I took the above photograph of an ethereal waning gibbous moon over Stonehenge setting to the west on arrival. This was a few days after the lunar minimum standstill point, which won’t happen for another 18.61 years.

The preceding days were typical of the often relentless mild grey gloom of what now forms much of an English winter here in southern England. Driving up in the dark from Bournemouth early that morning, as soon as I was north of Breamore I could see from the first inkling of light in a perfectly clear sky that the sunrise that morning might be something special.

I arrived at the Stonehenge Visitor Centre well before dawn colours and light from the east were flooding through the Visitor Centre itself, transforming the building into a modern day temple of light. Unfortunately I did not stop on the road to the parking area to take what would have been an incredible photograph of this vision offered by nature.

Below is a photograph I took on arrival, of the Neolithic houses English Heritage have constructed to the east of the Visitor Centre.

 

Neolithic houses Stonehenge

Neolithic houses, Stonehenge

 

‘The recreated houses are closely based on the remains of Neolithic houses discovered during excavations in 2006 and 2007 at Durrington Walls, a large ceremonial earthwork enclosure, just over a mile to the northeast of Stonehenge. Radiocarbon dating showed that these buildings were built at around the same time as the large sarsen stones were being put up at Stonehenge, in approximately 2,500 BC’ – English Heritage.  More on the Neolithic houses here.

On arrival at the monument before sunrise, as often seems the case due to its exposed location on Salisbury Plain, it felt a degree or two colder (my flip-flops on the dewy morning grass may have had a bearing on this too).

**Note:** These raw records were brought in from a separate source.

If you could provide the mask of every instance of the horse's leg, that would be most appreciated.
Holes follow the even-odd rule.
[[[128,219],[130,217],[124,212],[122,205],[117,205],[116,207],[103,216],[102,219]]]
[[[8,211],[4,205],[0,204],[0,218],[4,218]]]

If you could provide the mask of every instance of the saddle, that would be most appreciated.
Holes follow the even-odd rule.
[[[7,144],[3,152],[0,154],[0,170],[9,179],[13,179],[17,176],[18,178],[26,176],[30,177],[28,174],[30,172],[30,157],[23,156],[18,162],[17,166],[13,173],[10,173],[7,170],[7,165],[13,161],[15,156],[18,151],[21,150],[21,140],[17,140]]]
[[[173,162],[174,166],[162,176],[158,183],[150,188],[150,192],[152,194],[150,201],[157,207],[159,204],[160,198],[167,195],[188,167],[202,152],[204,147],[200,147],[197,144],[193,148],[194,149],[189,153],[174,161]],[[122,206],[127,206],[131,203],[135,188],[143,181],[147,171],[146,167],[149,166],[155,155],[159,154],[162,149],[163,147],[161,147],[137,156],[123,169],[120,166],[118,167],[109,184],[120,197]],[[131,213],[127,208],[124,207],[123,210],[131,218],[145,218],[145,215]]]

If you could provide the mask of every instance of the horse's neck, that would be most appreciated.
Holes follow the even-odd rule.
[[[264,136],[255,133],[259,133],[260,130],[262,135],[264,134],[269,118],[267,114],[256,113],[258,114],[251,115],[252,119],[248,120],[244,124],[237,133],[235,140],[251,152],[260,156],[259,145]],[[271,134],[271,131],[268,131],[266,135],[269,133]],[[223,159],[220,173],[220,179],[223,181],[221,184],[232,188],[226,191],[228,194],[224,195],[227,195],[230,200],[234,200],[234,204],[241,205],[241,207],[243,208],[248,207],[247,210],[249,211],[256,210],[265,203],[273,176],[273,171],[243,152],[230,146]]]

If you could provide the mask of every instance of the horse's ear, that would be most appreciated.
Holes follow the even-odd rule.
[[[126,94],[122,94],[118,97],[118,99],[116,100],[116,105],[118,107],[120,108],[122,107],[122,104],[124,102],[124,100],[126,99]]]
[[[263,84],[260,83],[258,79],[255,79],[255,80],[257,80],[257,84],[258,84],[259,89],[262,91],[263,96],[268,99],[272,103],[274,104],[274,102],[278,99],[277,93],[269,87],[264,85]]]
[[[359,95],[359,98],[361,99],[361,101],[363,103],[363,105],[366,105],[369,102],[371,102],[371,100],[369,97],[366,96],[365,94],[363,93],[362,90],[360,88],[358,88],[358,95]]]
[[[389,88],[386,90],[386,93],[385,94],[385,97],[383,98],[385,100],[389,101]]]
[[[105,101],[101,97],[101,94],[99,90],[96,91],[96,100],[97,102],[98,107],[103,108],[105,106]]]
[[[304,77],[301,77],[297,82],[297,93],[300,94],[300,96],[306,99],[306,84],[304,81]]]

The photograph below was taken from the eastern Station Stone (stone 91) with the moon setting to the west before sunrise:

 

Eastern station stone at Stonehenge

Eastern station stone at Stonehenge

 

‘The short sides of the Station Stone rectangle are aligned to the primary solstitial axis (summer sunrise to winter sunset). The long sides are aligned to the southernmost possible moonrise and northernmost possible moonset during the year of the Major Lunar Standstill, which occurs every 18.61 years.’ – The Stones of Stonehenge, more here). Peter Newham was the first person to identify the lunar alignments of the Station Stone rectangle.

Below: moving closer to the stones, the sky to the east was transforming into burning gold, hinting at the imminent first rising of the sun above the horizon.

 

Stonehenge before sunrise

Stonehenge before sunrise

‘It may safely be granted that as a rule, prehistoric stone circles were erected round a certain central or quasi-central spot which for some reason or another their builders desired to signalize as possessing a peculiar significance.’ – L.G. Sebastian Evans, From Stonehenge to Avebury and Beyond, 1903.

 

Stonehenge before sunrise

Stonehenge before sunrise

 

Below: Then sunrise itself from inside the inner sanctum of the ‘sun temple’, always a special moment.

‘In its presence within those silent circles one feels the great past all around. One can almost see and hear … until one tries to imagine precisely what sights and what sounds animated that place, what manner of men moved there, in that inconceivably remote past when it was new’ – Gerald Hawkins.

 

Sunrise at Stonehenge

Sunrise at Stonehenge

 

‘There can be no doubt that Stonehenge was an observatory; the impartial mathematics of probability and the celestial sphere are on my side’ – Gerald Hawkins.

From inside Stonehenge looking out, the stones seem even more immense and the feat achieved in their construction somehow even more incredible than from outside looking in.

 

Inside Stonehenge

Inside Stonehenge

‘The stones that compose it are really stupendous, their height, breadths and thickness are enormous, and to see so many of them plac’d together, in a nice and critical figure, with exactness; to consider, as it were, not a pillar of one stone, but a whole wall, a side, an end of a temple of one stone, to view them curiously, creates such a motion in the mind, which words can’t express.’ – William Stukeley, 1740.

 

Inside Stonehenge

Inside Stonehenge

‘For more than a thousand years, these hoary witnesses of antiquity have been examined, cross-examined and re-examined by enquirers eager to unravel the mysteries of their existence, but the response elicited has been little more than an echo of the preconceived speculations of their questioners.’ – L.G. Sebastian Evans, From Stonehenge to Avebury and Beyond, 1903.